One place for intriguing explorations on the subject is Jonah Lehrer’s book, How We Decide. I was surprised to discover that this was not an academic review of decision-making models, but rather a study of what neuroscience reveals about our long-held beliefs. One insight that Lehrer describes in his book (and in his TV interview with funnyman Stephen Colbert) is the critical role our emotions play in decision making. Emotions impacting decisions? That’s not how many of us were taught. Here’s a brief history of our cultural emphasis on rationality:
- Way back in the 4th century BC, Plato established a powerful foundation in Western culture by suggesting that logic – our rational mind – had to tame our wild and potentially destructive emotions.
- In the early 1600s, Descartes continued to embed this idea into our way of thinking by labeling emotions as crude and primitive.
- Developed in the 1960s, Kepner-Tregoe’s rational decision analysis remains a common form of management training.
The author Kurt Vonnegut once said: “I was taught that the human brain was the crowning glory of evolution so far, but I think it’s a very poor scheme for survival.” Assuming Vonnegut is referring to the classical view of the rational human brain, his quote, like Lehrer’s book, is pretty revolutionary. Recent studies, however, are supporting just such a revolution. Scientists studying brain function during decision making have identified a part of the brain that is responsible for integrating visceral emotions into the decision making process. They discovered, in fact, that without the ability to include emotions in the process, people are incapable of making a decision. Career consultant Anthony Spadafore goes into more detail in his blog “The Elephant in our Head.”
Experience is a fundamental building block for the brain. Learning what creates pleasure and what brings pain establishes an understanding of patterns.

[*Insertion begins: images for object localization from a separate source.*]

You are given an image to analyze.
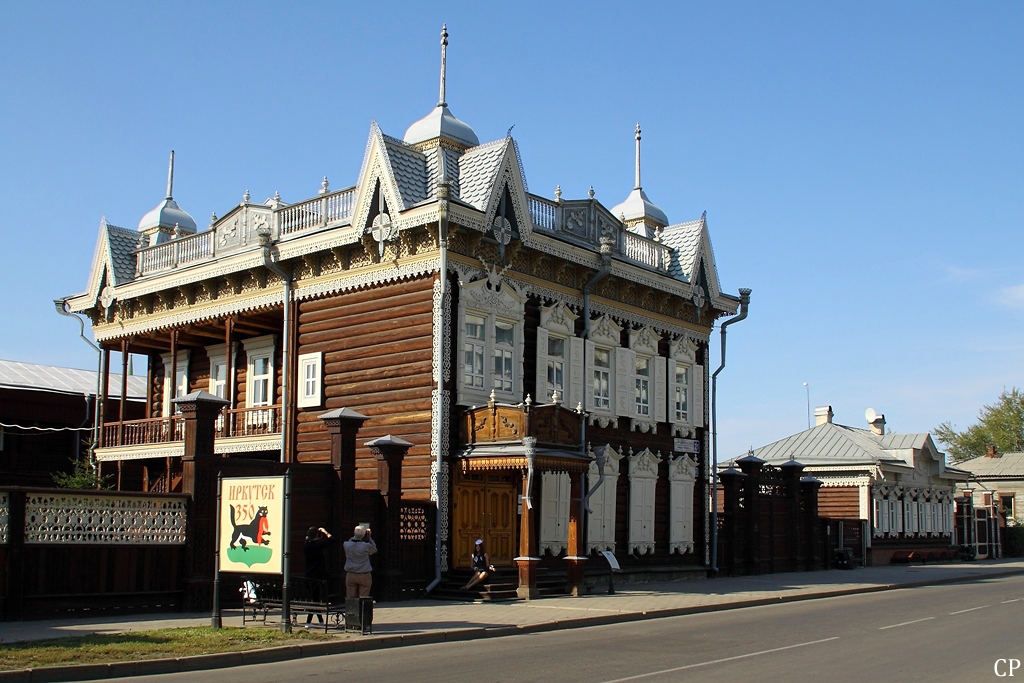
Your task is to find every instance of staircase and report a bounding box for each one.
[431,567,569,602]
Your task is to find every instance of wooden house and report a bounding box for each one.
[61,29,744,593]
[737,405,970,565]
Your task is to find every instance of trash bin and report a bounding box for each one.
[834,547,853,569]
[345,597,373,634]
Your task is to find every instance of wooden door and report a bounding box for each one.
[453,472,517,567]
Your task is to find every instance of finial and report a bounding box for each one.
[551,390,561,405]
[273,190,282,208]
[438,24,448,107]
[209,212,217,228]
[166,150,175,199]
[555,185,562,202]
[588,186,595,199]
[634,123,642,190]
[243,189,250,203]
[320,176,329,195]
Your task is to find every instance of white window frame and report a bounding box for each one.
[584,315,622,427]
[456,276,526,406]
[587,445,622,553]
[161,350,191,415]
[534,303,582,407]
[625,326,664,433]
[669,338,703,437]
[296,351,324,409]
[628,448,660,555]
[243,335,276,408]
[668,455,696,555]
[205,343,236,401]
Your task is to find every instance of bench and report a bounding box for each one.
[240,577,344,633]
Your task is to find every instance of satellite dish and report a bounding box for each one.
[865,408,877,423]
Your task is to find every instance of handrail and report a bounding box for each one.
[100,405,282,447]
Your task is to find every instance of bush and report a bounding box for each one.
[1004,526,1024,557]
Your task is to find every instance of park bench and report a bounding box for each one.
[240,576,344,633]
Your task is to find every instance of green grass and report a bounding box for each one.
[0,626,332,671]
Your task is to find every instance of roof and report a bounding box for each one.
[957,452,1024,478]
[0,360,146,400]
[742,421,938,470]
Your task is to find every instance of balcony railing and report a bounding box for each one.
[100,405,282,449]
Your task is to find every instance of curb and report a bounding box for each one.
[3,567,1022,682]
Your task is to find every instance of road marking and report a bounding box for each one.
[1001,599,1022,604]
[878,617,934,630]
[597,637,840,682]
[949,605,990,615]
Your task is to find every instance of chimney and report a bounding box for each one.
[814,405,833,426]
[865,408,886,436]
[987,444,1000,458]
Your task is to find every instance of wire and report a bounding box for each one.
[0,422,94,432]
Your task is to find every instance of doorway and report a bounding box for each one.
[452,471,517,567]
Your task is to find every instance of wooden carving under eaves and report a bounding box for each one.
[460,401,581,448]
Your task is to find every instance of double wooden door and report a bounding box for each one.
[453,472,518,567]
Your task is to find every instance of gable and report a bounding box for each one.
[351,122,422,233]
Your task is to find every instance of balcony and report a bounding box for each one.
[96,405,282,461]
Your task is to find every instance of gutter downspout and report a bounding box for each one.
[426,181,450,594]
[709,287,751,576]
[55,298,102,464]
[259,231,292,465]
[581,237,614,522]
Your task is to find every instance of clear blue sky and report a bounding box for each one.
[2,2,1022,462]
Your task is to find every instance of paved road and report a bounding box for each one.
[106,574,1024,683]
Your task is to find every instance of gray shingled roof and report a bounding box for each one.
[660,218,702,282]
[382,136,428,206]
[424,146,463,199]
[958,452,1024,477]
[0,359,146,399]
[457,140,508,210]
[106,223,139,286]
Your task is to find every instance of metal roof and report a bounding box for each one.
[0,359,146,400]
[957,452,1024,478]
[742,422,937,468]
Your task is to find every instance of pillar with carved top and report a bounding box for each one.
[318,407,370,534]
[174,390,229,611]
[564,470,587,596]
[366,434,412,601]
[515,436,541,599]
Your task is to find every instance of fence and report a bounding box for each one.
[0,488,189,620]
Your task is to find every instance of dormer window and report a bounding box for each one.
[457,275,526,406]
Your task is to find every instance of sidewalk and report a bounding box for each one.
[3,559,1023,680]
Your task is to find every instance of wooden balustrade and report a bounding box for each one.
[101,405,281,447]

Think about deciding what to wear every day or which cereal to buy: if you did a complete analysis of all the options, you’d be stuck in “analysis paralysis.” The complexity of our world and the speed of life make it unreasonable to allow for deliberate, rational contemplation for every decision we must make. Thus enters emotion.

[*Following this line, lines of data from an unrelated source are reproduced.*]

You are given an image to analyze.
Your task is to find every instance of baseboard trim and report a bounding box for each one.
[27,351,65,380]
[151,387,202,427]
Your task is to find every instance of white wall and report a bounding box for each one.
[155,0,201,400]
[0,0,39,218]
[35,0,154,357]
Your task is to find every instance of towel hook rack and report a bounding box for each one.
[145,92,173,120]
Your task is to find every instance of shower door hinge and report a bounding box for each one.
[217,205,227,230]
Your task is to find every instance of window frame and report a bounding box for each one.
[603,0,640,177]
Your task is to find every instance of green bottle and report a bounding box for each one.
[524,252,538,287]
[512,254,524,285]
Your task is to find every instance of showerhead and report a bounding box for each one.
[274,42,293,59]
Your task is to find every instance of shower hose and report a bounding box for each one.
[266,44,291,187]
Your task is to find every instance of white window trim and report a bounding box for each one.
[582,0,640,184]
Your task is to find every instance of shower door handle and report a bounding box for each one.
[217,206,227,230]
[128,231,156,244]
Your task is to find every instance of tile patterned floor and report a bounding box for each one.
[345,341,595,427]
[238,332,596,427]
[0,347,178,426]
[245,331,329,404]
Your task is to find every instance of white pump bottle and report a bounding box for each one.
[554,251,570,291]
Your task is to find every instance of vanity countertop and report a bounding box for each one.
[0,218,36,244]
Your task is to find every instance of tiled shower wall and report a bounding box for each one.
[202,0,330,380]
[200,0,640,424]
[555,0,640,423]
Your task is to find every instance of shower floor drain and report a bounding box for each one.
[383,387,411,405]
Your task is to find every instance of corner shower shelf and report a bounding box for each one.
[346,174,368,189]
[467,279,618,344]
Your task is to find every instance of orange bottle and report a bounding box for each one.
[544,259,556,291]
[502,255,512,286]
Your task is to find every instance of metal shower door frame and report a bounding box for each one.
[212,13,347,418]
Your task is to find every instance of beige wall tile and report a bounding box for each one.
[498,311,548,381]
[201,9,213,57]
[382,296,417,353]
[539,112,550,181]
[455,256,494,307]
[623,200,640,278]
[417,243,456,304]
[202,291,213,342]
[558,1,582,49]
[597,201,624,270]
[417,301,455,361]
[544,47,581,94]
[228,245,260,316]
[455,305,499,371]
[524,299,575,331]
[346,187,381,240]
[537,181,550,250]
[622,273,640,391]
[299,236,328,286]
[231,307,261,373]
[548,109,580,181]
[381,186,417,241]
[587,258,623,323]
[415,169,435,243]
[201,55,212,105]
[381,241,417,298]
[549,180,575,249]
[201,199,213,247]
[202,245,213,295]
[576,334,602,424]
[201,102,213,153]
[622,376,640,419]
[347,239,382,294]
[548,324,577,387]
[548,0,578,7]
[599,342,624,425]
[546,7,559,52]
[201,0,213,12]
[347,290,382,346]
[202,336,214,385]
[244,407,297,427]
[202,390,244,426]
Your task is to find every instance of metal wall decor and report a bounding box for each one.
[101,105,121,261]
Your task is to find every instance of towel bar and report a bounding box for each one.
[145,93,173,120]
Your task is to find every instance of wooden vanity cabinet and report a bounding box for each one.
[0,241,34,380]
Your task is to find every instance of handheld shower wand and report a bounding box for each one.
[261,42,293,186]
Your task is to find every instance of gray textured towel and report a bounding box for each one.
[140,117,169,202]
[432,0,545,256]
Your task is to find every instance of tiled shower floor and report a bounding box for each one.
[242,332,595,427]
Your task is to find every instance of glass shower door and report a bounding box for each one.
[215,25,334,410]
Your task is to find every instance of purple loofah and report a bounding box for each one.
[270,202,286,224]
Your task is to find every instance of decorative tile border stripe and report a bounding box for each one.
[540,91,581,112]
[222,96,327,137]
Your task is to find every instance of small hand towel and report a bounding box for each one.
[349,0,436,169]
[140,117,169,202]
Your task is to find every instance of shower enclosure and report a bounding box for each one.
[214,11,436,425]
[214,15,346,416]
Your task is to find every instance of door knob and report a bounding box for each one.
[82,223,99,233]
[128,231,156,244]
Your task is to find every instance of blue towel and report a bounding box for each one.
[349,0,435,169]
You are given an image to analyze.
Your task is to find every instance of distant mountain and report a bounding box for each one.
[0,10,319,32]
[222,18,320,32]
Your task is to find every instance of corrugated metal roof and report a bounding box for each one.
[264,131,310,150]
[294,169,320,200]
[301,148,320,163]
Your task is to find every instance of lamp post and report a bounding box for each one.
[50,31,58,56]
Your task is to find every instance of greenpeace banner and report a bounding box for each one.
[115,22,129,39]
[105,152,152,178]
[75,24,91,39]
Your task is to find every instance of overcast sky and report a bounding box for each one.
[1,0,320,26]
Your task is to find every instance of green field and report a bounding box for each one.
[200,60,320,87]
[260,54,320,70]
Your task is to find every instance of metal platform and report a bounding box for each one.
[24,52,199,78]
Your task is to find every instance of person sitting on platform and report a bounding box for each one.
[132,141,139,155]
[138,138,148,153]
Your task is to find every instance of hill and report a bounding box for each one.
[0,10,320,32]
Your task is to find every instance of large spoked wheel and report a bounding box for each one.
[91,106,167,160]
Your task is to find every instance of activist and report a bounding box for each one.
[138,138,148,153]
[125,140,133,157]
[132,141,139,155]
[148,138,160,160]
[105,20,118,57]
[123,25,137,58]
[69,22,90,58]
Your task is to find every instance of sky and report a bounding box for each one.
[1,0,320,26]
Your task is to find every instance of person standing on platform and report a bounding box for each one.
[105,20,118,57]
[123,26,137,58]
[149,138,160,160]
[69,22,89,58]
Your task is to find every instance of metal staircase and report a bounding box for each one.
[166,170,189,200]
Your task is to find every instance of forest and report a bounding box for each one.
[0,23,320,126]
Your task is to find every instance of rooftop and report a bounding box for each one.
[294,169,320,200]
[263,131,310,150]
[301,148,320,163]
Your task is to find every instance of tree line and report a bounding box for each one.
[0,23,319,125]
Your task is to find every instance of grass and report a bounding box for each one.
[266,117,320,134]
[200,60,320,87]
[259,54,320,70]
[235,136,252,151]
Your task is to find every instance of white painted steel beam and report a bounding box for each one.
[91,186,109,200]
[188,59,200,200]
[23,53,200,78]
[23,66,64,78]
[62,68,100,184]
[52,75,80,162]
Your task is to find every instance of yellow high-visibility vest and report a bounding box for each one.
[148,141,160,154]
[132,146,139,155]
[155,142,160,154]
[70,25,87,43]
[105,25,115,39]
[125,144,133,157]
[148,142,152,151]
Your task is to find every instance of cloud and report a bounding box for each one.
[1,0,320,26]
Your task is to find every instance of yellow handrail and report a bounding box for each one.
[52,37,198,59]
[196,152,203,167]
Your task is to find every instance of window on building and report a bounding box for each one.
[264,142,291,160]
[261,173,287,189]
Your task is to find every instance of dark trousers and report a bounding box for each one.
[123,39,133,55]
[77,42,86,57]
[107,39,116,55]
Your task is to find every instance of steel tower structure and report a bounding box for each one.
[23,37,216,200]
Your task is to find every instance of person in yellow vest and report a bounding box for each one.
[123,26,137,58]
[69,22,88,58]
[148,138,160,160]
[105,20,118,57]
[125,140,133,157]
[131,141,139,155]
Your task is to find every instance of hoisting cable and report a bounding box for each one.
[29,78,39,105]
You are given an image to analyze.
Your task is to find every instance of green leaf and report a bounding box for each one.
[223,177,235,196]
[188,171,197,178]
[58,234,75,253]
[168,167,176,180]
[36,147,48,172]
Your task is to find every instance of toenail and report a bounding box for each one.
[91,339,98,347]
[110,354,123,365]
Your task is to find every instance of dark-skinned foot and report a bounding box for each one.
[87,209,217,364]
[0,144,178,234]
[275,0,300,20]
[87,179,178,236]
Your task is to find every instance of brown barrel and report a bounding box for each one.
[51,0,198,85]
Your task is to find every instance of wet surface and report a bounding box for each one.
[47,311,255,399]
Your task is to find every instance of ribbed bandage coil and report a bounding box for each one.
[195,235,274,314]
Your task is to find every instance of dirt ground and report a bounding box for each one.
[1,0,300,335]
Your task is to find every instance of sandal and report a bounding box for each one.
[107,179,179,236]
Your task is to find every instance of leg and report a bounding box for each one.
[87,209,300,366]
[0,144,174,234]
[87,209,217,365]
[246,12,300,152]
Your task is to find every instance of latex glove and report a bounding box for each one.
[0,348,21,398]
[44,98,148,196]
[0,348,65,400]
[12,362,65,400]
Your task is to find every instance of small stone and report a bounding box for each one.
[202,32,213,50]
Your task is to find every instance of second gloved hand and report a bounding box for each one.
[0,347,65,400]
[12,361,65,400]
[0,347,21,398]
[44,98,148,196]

Emotions can provide a shortcut to decision making. When we are in familiar situations (whether through personal experience or research), our emotions cue the choice that has historically produced a positive outcome. Lehrer’s book shares stories of how an NFL quarterback and a military radar monitor both realize that there are times when their split-second decisions are driven not by rational thinking but by what feels right.
This revelation of the function of emotions does not abolish your obligation to develop good decision-making criteria, gather data, surface diverse perspectives, and complete cost/benefit analyses in certain circumstances. As business leaders with responsibility for strategic direction and optimal use of resources, you must use all the tools available to you. I encourage you to add awareness of emotional input to your tool box – especially when the stakes are high.

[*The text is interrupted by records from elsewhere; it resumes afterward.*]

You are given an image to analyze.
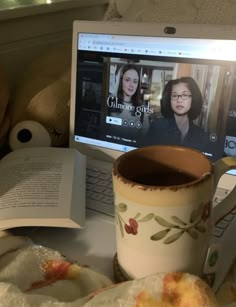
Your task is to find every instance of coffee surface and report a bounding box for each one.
[131,170,198,186]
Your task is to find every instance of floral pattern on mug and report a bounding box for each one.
[125,218,139,235]
[115,201,211,244]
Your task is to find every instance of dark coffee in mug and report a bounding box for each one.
[131,170,198,186]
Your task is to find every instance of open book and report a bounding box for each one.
[0,147,86,230]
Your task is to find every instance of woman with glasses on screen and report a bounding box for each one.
[144,76,210,152]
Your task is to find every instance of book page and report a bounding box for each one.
[0,147,85,225]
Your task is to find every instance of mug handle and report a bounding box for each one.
[212,157,236,225]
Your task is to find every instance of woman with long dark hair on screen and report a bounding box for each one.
[108,63,141,115]
[107,64,150,145]
[144,76,210,152]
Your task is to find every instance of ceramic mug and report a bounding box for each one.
[112,145,236,279]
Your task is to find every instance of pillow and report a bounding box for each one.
[104,0,236,25]
[103,0,121,20]
[115,0,132,16]
[115,0,198,23]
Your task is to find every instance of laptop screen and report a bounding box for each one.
[70,21,236,164]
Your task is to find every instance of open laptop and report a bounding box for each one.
[69,20,236,291]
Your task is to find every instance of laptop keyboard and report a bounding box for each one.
[210,187,236,292]
[213,187,235,238]
[86,165,114,216]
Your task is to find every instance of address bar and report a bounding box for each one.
[93,41,124,46]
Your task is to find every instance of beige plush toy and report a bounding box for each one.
[9,44,72,148]
[0,67,10,146]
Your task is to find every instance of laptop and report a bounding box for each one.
[69,20,236,291]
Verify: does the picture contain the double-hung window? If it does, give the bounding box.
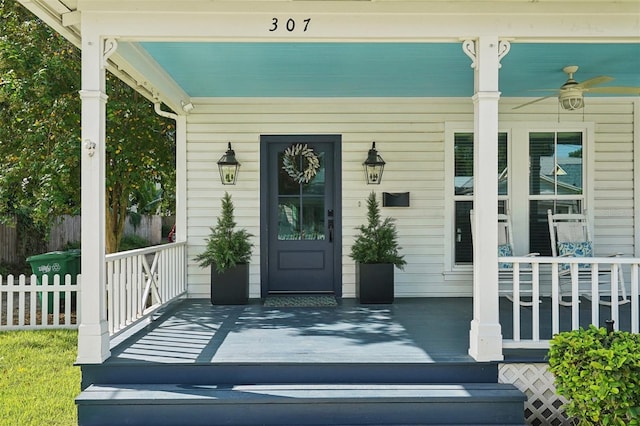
[452,132,508,265]
[528,131,584,255]
[448,125,588,270]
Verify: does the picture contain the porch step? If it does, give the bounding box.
[77,382,526,426]
[81,361,498,389]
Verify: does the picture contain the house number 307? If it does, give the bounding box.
[269,18,311,32]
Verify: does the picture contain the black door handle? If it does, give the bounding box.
[328,219,334,242]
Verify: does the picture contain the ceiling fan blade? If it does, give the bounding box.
[585,86,640,95]
[574,75,614,89]
[513,96,555,110]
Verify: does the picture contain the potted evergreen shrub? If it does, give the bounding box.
[195,192,253,305]
[350,191,405,303]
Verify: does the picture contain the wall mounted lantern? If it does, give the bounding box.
[217,142,240,185]
[363,142,385,184]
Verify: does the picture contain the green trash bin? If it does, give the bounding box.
[26,250,81,311]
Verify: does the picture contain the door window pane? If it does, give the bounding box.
[277,148,326,240]
[301,197,325,240]
[302,152,325,195]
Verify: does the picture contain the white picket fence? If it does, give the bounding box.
[1,242,186,335]
[0,274,79,330]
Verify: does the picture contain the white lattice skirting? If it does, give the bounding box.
[499,363,573,426]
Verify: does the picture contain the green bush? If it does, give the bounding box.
[0,261,31,276]
[548,325,640,425]
[118,234,150,251]
[63,241,81,250]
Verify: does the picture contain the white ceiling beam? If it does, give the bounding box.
[110,42,190,113]
[62,10,81,27]
[18,0,81,47]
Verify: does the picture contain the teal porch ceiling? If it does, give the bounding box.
[138,42,640,98]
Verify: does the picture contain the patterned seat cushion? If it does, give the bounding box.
[498,243,513,269]
[557,241,593,272]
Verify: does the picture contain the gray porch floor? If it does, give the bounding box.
[106,298,561,366]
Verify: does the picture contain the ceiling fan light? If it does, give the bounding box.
[560,96,584,111]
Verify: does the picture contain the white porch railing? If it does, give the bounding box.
[500,256,640,349]
[0,274,79,330]
[105,242,187,336]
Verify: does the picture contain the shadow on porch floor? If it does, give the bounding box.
[106,297,557,366]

As for all those decision-making processes I was facing at the top of this entry, my feelings seem particularly relevant to one of them. In evaluating my association with different learning communities, I realized that my involvement is driven in part by the people involved (particularly those I care about) as well as the opportunity to stretch in new, sometimes uncomfortable ways. Trying to draw a conclusion solely from rational data would have been foolish: we’re talking about an investment of significant time and energy. I engaged my true feelings about the choices and decided to maintain my association with several of these communities.
And then my rational mind kicked in, telling me to try this for a year while paying more conscious attention to what needs of mine are being met and what results I’m achieving. That will provide the data for next year’s decision and then it’ll be time to get data and feelings together again for yet another go-round!